We are excited to announce the next seminar in ANZAMP’s seminar series, next week’s seminars by Xilin Lu and Zimin Li titled “Hidden Symmetry in Generalisations of the Quantum Rabi Model” and “Generalized adiabatic approximation to the quantum Rabi model”, respectively, abstracts below.
Date: 15 June 2021
Time: 12:00 pm
The seminar will be presented via Zoom: https://unimelb.zoom.us/j/81213691522
Speaker 1: Xilin Lu
Title: Hidden Symmetry in Generalisations of the Quantum Rabi Model
Abstract: The hidden ℤ2 symmetry in the asymmetric quantum Rabi model (AQRM) was recently uncovered in (J. Phys. A 54 12LT01) by constructing the corresponding symmetry operators. From this result, we propose an ansatz to determine symmetry operators for generalisations of the AQRM. We successfully applied this ansatz to the following cases: the anisotropic AQRM, the asymmetric Rabi–Stark model (ARSM), the anisotropic ARSM and the biased Dicke model with small number of qubits.

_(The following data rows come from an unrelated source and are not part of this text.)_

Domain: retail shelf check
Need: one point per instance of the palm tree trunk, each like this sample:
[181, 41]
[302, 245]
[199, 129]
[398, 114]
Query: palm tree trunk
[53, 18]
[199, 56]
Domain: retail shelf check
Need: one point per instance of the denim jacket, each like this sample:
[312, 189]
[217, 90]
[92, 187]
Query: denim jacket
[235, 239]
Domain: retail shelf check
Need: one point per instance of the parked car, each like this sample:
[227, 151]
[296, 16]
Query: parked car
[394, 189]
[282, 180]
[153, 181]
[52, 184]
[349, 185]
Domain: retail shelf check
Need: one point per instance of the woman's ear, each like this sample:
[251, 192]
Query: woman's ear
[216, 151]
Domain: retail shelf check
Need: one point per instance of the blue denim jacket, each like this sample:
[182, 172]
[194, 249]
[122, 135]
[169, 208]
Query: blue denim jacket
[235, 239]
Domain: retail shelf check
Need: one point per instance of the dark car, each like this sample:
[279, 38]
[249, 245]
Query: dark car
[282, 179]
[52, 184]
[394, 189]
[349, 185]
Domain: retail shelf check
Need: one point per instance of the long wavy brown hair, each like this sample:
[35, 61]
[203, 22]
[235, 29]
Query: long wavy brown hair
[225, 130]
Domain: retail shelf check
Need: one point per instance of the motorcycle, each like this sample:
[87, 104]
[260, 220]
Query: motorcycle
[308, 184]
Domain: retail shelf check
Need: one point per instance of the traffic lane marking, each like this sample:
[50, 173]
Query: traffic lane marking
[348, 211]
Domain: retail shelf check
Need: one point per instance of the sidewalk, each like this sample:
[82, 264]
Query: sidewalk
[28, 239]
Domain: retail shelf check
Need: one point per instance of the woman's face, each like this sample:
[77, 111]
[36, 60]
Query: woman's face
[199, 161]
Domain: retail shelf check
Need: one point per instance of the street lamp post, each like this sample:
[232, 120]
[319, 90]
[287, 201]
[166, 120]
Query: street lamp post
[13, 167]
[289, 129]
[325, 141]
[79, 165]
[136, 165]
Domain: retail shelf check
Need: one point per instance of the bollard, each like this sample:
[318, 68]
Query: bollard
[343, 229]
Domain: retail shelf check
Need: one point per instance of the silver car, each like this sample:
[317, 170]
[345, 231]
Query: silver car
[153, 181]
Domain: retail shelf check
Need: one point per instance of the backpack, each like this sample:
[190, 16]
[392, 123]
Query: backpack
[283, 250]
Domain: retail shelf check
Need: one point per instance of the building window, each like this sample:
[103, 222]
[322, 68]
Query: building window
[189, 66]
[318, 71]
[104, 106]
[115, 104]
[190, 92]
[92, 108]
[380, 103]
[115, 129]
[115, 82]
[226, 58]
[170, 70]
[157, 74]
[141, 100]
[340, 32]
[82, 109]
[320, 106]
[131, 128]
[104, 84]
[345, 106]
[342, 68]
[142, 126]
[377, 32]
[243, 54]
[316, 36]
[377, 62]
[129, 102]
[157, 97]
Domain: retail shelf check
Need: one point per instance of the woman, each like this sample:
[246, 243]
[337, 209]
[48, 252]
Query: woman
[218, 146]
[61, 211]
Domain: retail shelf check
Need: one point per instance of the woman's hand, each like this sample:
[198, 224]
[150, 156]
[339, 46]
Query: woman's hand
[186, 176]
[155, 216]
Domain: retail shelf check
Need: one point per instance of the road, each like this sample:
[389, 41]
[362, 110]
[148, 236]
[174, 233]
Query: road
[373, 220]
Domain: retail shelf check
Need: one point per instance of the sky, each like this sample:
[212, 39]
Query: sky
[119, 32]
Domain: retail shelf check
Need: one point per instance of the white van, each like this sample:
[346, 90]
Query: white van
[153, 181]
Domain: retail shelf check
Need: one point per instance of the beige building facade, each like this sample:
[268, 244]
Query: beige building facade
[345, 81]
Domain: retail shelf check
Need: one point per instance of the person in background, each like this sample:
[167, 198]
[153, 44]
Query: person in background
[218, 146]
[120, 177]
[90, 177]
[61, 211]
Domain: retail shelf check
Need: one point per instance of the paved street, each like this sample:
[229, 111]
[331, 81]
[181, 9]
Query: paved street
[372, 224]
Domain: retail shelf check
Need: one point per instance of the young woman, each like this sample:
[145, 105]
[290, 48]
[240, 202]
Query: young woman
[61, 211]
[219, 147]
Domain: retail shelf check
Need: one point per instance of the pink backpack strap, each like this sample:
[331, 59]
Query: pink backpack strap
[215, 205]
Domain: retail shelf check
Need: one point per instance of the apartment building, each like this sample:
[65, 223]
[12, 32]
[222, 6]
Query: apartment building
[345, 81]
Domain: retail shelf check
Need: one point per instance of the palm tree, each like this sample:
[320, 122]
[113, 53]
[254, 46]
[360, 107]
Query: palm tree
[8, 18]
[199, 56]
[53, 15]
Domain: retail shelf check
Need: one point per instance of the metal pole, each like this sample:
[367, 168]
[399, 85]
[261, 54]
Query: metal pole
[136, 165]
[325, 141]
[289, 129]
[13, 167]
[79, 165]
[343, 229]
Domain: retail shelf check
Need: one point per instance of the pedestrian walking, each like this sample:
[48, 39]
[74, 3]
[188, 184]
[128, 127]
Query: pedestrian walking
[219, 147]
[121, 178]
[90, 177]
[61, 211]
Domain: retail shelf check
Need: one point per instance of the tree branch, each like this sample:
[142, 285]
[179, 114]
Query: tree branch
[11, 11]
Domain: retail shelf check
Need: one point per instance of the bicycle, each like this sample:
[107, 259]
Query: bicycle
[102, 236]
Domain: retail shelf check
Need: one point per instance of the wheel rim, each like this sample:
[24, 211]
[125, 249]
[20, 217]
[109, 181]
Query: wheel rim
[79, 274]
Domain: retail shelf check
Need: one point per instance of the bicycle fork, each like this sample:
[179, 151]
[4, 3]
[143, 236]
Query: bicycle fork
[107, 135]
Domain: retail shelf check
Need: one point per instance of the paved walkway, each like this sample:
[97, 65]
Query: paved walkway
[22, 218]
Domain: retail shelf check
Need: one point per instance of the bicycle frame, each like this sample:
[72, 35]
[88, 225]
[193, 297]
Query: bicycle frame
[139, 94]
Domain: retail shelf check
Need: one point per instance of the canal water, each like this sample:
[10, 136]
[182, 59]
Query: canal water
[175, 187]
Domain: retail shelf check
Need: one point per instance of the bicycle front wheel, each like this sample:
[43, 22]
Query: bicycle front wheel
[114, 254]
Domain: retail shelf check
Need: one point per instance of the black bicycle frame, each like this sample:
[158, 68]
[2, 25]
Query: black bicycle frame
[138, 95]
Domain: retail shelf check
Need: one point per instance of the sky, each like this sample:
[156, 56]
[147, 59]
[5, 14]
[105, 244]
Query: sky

Furthermore, from our results on the biased Dicke model, we conjectured and proved the explicit expression of the hidden ℤ2 symmetry operator for arbitrary number of qubits.
Speaker 2: Zimin Li
Title: Generalized adiabatic approximation to the quantum Rabi model
Abstract: A generalized adiabatic approximation (GAA) is developed to calculate the eigenvalues of the excited states of the quantum Rabi model (QRM). The adiabatic approximation (AA) is widely used to treat the QRM in the limit where the qubit frequency is smaller than the harmonic frequency. However, the level crossings in the spectrum of the QRM predicted by the AA are determined by the zeros of Laguerre polynomials, which deviate from the exact points. We generalize the AA based on the similarity between the exact solutions of the level crossings and the Laguerre polynomials. By construction, the GAA always has exact exceptional energy and approximates the regular spectrum with rather good agreement in a larger parameter regime. The GAA offers a framework to deal with the light–matter interaction models in a simple but accurate manner. Furthermore, the GAA is applied to the AQRM and the conical intersections in the energy landscape are correctly recovered. The geometric phases around these conical intersections are calculated analytically as an illustrative example.